Naomi, from Taiwan, said she smelt smoke around 1am as she was preparing to go to bed. When she dialled emergency services, she was told there was a fire in her building and to stay inside her apartment.
After 20 minutes, neighbours on her floor began coming out of their flats.
"One, who lived next to me, said the fire had spread to their kitchen," she said.
"We were just in our pyjamas. We were invited into a family's flat on the other side of the building as they had clean air."
At 2:30am, Naomi said there was still no sign of firefighters on her floor. The smoke was so thick that fire crews were continually forced to turn back on their way to the upper floors of the Tower.
At 3:06am, Naomi called emergency services again, and was told she needed to leave the building.
The family whose apartment she and her cousin were seeking refuge in decided to wait for rescue.
She called her husband - who was watching the terror unfold on live television from the other side of the world in Kuala Lumpur - to say goodbye.
"We are going down, but I don't know if we will make it or not," she told him. "I love you."
The two women took "one last breath of the air from the window " before stepping out of the apartment.
"We couldn't see anything through the dense smoke, just very blurred lights. I tried to call Lydia on every floor to make sure she was behind me," Naomi said.
"Lydia fell over a body and screamed. I told her to get up and that we needed to focus on getting down.
"I kept telling her and myself that they weren't bodies and were someone's clothes. That was probably the saddest experience in our lives. I was just determined we would get out."
On the fifth or sixth floor, Naomi and Lydia, almost on the point of collapse, were met by firefighters and were escorted out of the building.
"We sat by a tree and were given oxygen by paramedics. It was the first time we saw the outside of the building and the extent of the fire.
"We saw where we would have been on the 22nd floor and it was engulfed in flames.
"I think we were some of the last people to come out by foot that night. Most people after us were being taken out on stretchers.
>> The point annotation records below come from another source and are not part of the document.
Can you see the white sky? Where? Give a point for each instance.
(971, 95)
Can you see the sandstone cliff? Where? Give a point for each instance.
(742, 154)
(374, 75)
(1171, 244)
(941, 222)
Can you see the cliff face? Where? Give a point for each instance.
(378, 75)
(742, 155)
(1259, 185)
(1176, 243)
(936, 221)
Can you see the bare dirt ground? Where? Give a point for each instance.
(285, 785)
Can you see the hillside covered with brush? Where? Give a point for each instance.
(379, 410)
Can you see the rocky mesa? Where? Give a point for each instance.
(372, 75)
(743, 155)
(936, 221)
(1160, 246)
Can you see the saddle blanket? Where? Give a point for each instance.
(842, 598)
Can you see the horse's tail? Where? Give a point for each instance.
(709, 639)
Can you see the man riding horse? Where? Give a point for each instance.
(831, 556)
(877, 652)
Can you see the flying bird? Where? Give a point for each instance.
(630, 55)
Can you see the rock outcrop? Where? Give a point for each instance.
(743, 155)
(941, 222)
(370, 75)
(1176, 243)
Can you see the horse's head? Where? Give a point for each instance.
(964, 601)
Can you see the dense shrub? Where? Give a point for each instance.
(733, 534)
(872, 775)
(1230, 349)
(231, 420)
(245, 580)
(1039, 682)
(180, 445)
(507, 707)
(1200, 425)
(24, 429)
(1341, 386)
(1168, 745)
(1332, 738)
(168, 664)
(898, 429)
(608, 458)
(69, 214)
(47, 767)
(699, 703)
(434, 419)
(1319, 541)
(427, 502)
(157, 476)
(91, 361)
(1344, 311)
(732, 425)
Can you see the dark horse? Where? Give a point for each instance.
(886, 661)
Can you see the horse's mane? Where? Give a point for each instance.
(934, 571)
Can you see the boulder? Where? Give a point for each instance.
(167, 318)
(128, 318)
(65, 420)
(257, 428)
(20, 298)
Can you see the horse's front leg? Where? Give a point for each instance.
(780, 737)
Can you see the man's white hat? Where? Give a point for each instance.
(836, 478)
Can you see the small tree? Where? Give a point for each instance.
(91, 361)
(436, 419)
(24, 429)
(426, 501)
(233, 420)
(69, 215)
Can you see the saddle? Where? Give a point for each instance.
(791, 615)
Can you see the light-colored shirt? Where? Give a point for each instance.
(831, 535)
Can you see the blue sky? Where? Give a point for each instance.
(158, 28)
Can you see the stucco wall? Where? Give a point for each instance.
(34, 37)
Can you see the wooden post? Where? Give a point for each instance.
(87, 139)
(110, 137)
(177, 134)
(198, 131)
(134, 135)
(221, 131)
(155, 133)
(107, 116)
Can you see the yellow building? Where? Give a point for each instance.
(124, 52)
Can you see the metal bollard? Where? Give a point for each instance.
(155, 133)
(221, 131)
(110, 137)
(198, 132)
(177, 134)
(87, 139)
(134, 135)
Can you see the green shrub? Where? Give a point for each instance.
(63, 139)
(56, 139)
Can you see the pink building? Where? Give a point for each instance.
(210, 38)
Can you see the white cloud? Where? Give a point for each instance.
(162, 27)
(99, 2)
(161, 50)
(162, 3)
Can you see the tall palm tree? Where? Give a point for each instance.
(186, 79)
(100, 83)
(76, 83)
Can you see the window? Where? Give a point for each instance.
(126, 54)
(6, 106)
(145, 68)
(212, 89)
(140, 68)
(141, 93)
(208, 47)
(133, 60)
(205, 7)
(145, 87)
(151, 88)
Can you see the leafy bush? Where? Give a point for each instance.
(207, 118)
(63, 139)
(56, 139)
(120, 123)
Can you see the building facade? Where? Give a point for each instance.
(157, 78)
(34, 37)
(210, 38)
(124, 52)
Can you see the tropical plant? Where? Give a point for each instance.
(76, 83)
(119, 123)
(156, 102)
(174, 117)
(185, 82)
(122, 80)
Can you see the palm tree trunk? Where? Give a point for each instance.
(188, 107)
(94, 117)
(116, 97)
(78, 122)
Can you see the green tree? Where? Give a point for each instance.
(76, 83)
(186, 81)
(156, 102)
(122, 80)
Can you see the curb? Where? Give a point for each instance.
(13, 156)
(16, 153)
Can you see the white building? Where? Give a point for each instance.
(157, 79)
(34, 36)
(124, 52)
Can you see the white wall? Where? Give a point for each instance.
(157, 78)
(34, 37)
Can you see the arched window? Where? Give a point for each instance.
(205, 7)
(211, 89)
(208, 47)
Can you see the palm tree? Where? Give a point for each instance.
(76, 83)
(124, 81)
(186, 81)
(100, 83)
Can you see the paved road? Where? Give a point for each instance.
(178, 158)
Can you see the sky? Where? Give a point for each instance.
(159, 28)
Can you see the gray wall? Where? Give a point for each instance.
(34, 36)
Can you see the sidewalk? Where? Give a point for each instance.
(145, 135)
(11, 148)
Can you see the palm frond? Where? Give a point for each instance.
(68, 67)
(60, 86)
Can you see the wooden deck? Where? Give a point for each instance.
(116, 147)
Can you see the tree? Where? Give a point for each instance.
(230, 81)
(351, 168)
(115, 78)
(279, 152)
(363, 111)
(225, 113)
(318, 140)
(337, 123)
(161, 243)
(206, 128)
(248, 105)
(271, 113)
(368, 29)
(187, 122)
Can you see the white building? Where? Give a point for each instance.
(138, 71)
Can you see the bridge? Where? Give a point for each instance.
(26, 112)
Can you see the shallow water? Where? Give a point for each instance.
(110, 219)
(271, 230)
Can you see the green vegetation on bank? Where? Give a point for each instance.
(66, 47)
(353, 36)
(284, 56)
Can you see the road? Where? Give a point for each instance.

Thirty seconds or a minute later and I don't think we would have made it."
She finally called her husband to let him know she had, somehow, made it out alive.
Friends of the couple have set up a crowdfunding page to raise money for the pair to replace their possessions, almost all of which were lost in the fire.
Naomi and Lee's neighbours, including young children and families, are still missing.
"I count myself lucky every day," Naomi said of her survival.
"I will always be haunted by the images I saw that night."